Where I started is where I should now end. Now, I am not qualified to know what feminism means or must mean, and I generally remain tentative about isms and labels. But what I can say is, I saw Everjoice, who often introduced herself to audiences as a feminist, dedicating her life to giving women and girls dignity and encouraging – and where needed, forcing – men to care about, to protect, to respect, and to refrain from harming women.
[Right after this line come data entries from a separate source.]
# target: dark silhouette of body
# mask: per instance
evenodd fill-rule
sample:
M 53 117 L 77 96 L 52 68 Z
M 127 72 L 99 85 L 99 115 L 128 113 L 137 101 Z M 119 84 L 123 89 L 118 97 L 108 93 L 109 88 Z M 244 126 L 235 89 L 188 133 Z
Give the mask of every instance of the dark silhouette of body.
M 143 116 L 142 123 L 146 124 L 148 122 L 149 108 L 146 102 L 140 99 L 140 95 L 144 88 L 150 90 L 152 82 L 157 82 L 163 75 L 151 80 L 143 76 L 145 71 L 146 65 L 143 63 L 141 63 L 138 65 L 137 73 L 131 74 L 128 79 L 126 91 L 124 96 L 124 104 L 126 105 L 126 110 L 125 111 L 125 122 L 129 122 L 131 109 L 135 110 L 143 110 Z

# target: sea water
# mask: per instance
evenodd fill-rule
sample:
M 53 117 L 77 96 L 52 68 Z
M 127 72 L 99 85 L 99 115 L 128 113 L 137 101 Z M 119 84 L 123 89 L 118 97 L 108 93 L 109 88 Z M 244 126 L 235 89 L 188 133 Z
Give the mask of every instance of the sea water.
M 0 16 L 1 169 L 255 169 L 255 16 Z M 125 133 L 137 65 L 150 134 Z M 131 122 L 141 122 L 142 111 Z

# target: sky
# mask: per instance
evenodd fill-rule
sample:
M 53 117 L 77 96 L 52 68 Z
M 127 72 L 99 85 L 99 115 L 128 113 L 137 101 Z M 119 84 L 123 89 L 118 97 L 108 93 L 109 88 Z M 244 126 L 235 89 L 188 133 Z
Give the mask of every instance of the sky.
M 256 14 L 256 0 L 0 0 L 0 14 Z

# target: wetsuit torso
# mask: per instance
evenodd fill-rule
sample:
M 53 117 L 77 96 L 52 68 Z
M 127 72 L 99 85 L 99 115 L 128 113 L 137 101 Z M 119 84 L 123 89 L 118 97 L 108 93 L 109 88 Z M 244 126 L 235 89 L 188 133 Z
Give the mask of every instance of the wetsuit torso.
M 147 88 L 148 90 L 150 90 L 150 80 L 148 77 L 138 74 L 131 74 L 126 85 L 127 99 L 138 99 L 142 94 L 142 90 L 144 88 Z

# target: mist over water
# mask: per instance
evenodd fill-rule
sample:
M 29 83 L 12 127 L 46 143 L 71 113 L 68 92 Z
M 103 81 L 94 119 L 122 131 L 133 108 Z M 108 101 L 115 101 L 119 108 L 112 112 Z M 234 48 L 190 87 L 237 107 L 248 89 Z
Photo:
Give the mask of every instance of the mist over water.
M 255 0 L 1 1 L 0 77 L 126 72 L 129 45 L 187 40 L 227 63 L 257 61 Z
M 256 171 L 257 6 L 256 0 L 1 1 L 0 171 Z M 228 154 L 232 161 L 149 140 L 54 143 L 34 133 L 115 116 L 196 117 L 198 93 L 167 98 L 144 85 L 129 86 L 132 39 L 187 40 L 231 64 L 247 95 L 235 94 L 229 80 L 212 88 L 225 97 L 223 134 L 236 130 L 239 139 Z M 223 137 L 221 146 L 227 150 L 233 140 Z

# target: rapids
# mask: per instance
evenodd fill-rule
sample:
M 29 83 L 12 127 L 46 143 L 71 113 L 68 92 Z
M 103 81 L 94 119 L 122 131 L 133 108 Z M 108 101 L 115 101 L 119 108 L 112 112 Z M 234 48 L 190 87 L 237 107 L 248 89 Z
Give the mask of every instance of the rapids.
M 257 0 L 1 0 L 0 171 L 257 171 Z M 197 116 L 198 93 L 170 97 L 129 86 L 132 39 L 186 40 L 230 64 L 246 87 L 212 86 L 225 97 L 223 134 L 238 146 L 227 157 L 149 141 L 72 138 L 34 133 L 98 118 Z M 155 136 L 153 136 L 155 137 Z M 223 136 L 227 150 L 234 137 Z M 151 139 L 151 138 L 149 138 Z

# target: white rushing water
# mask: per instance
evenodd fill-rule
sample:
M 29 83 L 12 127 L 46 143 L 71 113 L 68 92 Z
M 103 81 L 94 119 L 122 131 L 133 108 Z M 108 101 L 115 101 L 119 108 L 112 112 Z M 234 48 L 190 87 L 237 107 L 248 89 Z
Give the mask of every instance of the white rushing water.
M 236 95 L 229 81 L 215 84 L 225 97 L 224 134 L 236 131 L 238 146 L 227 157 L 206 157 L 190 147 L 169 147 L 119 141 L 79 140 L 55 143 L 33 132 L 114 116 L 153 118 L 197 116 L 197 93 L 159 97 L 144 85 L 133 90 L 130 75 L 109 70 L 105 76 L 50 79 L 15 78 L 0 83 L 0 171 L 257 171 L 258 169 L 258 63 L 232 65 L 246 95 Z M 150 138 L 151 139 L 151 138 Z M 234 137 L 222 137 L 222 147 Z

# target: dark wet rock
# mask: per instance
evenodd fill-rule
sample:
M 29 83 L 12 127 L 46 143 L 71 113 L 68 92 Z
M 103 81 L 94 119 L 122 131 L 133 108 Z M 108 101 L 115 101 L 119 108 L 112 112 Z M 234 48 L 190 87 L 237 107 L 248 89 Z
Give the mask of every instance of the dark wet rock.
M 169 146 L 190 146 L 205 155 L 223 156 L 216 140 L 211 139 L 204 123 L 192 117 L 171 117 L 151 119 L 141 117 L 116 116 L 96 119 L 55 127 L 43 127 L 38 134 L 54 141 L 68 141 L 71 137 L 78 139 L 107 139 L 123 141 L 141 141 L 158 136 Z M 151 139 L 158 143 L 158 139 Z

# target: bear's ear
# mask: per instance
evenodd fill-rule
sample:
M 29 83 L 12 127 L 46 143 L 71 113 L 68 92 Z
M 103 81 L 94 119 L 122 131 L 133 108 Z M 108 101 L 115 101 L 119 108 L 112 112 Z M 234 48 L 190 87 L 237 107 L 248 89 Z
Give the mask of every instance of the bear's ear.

I saw her having the self-awareness, the humility and the agility to work with diverse constituencies – churches, traditional leaders, governments, policy specialists, legislators, UN leaders, and so on – giving them the tools, the insights, the horizons, to advance women’s rights and protect women from being killed, maimed and raped, from being whipped and ostracized out of villages because some tsikamutanda has accused them of witchcraft, from being “married” off at ages so tender that they are permanently deformed by obstetric fistula, from being denied an education because it is supposedly a losing investment for their natal families, and so on.

I didn’t hear about Everjoice advocating for men to be castrated. Or for men to be less than women. I saw her dedicating her life to the labor of love of women’s human rights. I saw and heard her unfailing humor and joie de vivre in her friendships. I heard her occasionally dropping for her friends a random voice note of her singing Shona and Ndebele church hymns. I even imagined her bargaining with God to let her see through International Women’s Day (IWD) and summon her soul as dusk fell upon IWD. In short, if I may borrow from the title of her book with Terri Barnes, I really only ever witnessed Everjoice dedicating her life to a relatable quest, for her people and for humanity…”to live a better life”.

Tawanda Mutasah and Sharai Zvarevashe Mutasah were family friends of EJ Win.